Boost OpenFOAM Simulation Speed with Intel Xeon Phi

Xeon Phi “Knights Landing”-Processor Crafted for Massively Parallel Simulation
For high performance simulation experts, the Intel® Xeon® series is probably the de-facto standard CPU for computations nowadays. Nevertheless, if you are keen to get the optimal efficiency for OpenFOAM, you should not miss another nice alternative, the Intel® Xeon Phi™ processor family, which was first launched in 2013 as a co-processor, and then updated in 2016 as a host-processor which bearsthe code name “Knights Landing” (KNL).
As a host processor, Xeon Phi KNL behaves not so much differently from the traditional Xeon in the way that Xeon Phi also boots up a server by itself, runs the operating system, and is compatible for most codes on Xeon. To gain higher performance, recompilation with Xeon Phi-specific flags and modernization of codes towards the Xeon Phi architecture might be needed.
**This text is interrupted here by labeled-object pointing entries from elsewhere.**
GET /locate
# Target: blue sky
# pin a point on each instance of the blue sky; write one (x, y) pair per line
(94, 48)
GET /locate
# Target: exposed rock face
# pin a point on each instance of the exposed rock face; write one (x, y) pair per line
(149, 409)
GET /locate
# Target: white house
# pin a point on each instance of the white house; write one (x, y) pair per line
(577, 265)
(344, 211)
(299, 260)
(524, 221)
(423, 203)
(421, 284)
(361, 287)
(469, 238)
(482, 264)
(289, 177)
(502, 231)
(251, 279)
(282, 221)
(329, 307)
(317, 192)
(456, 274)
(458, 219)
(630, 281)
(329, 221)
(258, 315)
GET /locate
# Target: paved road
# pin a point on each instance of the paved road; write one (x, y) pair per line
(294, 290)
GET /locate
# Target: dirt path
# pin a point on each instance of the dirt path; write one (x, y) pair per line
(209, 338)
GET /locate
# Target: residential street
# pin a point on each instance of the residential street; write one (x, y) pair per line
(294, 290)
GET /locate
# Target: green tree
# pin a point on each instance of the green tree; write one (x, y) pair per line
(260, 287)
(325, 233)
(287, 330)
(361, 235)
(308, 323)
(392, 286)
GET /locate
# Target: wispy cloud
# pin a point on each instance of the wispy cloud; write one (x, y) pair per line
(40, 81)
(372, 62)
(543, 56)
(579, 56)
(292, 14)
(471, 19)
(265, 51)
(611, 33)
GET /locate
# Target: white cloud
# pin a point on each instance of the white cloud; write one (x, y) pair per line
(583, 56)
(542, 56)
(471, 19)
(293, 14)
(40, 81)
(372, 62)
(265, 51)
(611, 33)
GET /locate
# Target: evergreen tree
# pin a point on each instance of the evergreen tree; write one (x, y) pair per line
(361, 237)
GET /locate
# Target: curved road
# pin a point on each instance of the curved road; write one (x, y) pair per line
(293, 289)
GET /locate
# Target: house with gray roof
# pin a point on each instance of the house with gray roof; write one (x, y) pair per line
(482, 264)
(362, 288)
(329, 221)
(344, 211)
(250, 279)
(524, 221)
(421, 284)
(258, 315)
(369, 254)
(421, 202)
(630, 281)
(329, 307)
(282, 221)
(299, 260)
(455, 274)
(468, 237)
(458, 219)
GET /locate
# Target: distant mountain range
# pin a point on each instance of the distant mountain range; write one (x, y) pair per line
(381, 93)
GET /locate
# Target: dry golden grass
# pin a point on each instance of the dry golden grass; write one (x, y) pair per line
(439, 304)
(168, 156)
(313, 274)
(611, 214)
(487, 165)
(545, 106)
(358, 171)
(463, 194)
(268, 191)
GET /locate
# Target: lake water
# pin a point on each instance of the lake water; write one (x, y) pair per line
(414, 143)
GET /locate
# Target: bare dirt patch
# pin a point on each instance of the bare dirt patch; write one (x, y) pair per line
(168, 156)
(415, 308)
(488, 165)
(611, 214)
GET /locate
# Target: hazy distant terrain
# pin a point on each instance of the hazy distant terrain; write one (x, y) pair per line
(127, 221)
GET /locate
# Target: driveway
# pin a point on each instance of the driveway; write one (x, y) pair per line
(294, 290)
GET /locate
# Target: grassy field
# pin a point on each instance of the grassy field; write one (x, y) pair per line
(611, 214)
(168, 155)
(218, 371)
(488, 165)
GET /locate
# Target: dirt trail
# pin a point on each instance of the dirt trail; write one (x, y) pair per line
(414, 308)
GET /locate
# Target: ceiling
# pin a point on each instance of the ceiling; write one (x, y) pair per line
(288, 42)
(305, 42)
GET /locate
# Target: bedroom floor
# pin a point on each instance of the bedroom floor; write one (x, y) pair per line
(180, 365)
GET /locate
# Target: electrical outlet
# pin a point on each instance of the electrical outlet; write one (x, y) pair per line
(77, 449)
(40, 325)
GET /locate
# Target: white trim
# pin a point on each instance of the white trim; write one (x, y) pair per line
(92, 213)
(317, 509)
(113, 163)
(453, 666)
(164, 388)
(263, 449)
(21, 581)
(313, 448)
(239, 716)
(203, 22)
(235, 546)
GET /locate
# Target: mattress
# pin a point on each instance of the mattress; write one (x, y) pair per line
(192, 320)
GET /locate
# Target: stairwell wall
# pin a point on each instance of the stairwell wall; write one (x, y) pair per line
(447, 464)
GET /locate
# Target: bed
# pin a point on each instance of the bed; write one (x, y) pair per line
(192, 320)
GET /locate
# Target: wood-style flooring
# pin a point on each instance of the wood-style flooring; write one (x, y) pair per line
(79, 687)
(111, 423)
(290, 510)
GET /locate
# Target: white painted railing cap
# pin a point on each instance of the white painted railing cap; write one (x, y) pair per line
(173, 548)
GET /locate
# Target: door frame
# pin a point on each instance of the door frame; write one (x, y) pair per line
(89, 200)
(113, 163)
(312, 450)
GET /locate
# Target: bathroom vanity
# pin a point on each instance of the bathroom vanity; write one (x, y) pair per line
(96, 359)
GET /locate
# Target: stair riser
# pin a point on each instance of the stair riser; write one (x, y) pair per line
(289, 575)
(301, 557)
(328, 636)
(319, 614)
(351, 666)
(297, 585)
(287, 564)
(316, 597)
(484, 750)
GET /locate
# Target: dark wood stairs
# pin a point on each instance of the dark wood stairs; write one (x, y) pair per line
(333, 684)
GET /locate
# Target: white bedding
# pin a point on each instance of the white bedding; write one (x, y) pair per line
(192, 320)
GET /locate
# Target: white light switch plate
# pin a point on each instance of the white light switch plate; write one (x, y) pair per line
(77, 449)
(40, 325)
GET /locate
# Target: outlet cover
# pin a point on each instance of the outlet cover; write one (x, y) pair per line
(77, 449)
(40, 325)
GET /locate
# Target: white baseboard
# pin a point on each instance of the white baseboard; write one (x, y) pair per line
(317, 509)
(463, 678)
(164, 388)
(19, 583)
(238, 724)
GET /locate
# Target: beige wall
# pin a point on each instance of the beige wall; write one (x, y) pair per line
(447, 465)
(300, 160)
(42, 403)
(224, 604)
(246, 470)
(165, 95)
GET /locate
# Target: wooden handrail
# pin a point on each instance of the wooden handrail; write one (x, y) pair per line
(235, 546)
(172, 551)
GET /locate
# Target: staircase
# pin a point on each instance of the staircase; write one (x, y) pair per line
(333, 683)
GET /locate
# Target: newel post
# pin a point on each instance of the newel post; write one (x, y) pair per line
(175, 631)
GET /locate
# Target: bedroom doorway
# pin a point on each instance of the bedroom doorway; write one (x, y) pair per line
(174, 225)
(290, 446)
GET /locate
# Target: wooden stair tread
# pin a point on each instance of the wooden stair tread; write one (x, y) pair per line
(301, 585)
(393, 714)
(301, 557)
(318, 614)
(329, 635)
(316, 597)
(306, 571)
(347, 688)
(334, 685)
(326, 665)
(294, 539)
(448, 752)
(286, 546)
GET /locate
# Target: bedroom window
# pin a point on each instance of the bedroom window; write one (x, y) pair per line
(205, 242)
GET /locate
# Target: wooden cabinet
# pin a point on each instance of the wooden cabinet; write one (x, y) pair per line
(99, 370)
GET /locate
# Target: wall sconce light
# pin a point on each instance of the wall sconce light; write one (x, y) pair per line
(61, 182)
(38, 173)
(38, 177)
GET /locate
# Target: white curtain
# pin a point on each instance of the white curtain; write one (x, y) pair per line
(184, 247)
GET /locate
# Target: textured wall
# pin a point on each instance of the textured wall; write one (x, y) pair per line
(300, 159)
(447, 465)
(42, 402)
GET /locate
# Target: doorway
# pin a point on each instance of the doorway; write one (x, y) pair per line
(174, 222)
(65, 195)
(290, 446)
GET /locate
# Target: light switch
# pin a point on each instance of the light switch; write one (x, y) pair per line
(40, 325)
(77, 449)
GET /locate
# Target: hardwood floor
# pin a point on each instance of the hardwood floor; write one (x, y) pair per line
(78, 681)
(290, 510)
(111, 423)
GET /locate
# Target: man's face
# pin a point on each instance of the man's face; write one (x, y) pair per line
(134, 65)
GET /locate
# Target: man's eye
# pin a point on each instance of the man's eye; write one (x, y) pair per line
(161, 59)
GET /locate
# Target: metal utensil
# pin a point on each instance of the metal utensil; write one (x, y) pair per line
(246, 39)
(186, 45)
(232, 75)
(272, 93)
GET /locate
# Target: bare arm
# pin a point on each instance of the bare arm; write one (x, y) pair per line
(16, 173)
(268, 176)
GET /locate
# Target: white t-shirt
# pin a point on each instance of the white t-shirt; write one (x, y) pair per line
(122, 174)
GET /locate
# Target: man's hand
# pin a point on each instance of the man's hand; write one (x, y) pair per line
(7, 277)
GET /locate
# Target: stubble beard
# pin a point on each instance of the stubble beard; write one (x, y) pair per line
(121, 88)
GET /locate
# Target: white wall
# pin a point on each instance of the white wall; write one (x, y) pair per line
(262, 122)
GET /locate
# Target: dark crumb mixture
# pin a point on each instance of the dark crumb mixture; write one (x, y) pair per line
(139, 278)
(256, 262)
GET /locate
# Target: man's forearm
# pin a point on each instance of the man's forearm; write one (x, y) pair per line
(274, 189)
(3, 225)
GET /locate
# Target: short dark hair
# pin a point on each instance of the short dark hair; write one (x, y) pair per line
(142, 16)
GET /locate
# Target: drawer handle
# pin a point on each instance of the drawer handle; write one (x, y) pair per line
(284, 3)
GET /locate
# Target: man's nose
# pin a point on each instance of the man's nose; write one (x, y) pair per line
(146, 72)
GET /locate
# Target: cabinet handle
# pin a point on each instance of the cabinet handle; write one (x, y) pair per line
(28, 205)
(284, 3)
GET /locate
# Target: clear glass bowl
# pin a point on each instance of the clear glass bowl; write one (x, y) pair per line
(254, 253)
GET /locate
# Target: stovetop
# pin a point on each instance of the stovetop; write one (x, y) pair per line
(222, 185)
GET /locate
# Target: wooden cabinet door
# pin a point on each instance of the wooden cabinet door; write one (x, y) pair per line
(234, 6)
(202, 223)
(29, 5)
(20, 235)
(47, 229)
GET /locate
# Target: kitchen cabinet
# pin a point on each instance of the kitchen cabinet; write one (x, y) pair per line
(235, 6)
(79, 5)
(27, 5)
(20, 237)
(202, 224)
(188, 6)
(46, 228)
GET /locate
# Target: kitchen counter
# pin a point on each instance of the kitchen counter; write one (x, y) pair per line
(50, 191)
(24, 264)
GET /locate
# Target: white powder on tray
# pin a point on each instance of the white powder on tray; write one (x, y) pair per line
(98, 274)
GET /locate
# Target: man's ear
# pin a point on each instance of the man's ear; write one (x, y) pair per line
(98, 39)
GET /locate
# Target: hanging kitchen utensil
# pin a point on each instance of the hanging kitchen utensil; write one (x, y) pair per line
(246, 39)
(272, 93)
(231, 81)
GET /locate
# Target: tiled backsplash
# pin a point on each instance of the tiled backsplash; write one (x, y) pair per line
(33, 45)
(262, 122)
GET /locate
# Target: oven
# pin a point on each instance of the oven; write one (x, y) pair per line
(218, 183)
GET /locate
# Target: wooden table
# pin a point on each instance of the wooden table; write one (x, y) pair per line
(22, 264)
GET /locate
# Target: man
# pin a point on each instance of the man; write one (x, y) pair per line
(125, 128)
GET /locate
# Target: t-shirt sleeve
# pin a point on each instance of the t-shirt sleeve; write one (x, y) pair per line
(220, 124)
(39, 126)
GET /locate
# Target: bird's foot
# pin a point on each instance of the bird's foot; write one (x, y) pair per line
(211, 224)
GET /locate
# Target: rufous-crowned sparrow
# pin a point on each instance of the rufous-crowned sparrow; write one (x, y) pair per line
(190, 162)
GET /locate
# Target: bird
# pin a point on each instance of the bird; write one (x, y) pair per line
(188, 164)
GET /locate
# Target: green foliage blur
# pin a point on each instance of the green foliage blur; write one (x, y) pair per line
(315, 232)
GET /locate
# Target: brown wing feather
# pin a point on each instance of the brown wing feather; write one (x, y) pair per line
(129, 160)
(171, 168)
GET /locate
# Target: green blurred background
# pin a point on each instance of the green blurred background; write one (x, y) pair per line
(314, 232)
Luckily, for OpenFOAM, such effort has mostly been done by Intel.
Having said that, Xeon Phi of course has its own unique features in contrast to Xeon, which are listed as follows:
  • 64 – 72 cores are built into a Xeon Phi processor in contrast to 12 – 22 cores on a Xeon “Broadwell” chip.
  • High-bandwidth memory, integrated into the Xeon Phi chip, provides 4x memory bandwidth than traditional DDR-4 memory on the Xeon platform.
  • The vector unit of Xeon Phi is twice as wide as of Xeon, allowing twice more operands to be calculated at a time if the code is vectorized.
  • Intel Omni-Path 100 Gbit interconnect can be integrated into the CPU, which further reduces the cost of an additional PCIe adapter.
The following figure depicts the architecture of Intel Xeon Phi KNL.

Source: Intel
To make efficient use of Intel Xeon Phi processors, Fujitsu has developed the PRIMERGY CX600 M1 server platform. The 2-HU platform houses 8x PRIMERGY CX 1640 M1 compute nodes, four on the front and four on the rear side. Each node is equipped with one KNL CPU. As of April 2017, Fujitsu has finished two large installations of this server type at Jülich Supercomputing Center in Germany (QPACE3) and at Joint Center for Advanced HPC nearby Tokyo in Japan (Oakforest-PACS). The rear side of CX 600 is shown below.

OpenFOAM on Xeon Phi
In my last article << Drawing realistic CPU-performance expectations >>, I wrote that an application’s performance could be influenced by several factors in the CPU instead of only by the frequency. Now you may wonder how KNL’s strengths apply to OpenFOAM.
OpenFOAM typically scales much better across nodes than within a node, and in particular, not with high core-count Xeon CPUs. The main reason for such a phenomenon is memory bandwidth. As OpenFOAM usually consumes all memory bandwidth on a Xeon node, its performance is more determined by the memory bandwidth, which is fixed on a single node, than by the computational power of the processor, which is proportional to the number of cores.
Xeon Phi KNL, with its 16 GB of integrated high-bandwidth memory, is just the right cure for OpenFOAM’s memory-bandwidth bound behavior. While you might think 16 GB too small, it is actually not when the model has been decomposed. In our analysis, a 100-million-cell model, when run on 32 nodes, only consumes around 18 GB per node. When the model is larger than the high-bandwidth memory, the standard DDR-4 memory will automatically be used.
In fact, build rules for Xeon Phi KNL have been added to OpenFOAM since the OpenCFD release v1612+ and the OpenFOAM Foundation release 4.1+. One just needs to write WM_COMPILER=GccKNL or IccKNL in the etc/bashrc file, then KNL-specific compilation options will be applied. On top of that, one is encouraged to used Intel-optimized GaussSeidel and symGaussSeidel smoothers to obtain higher performance. The code is freely available at
In summary, OpenFOAM’s biggest performance bottleneck is addressed by the high-bandwidth memory on Xeon Phi KNL. OpenFOAM’s source code is officially ready for Xeon Phi – just specify the right build rule, then you get the right performance.
Field measurements
After all, theories are only useful when proven by experiments. To show that Xeon Phi is indeed the better choice than Xeon for OpenFOAM, we evaluated the performance with a real-world simulation model – the motorbike case, as shown below, from OpenFOAM’s standard tutorial suite from the The OpenFOAM Foundation.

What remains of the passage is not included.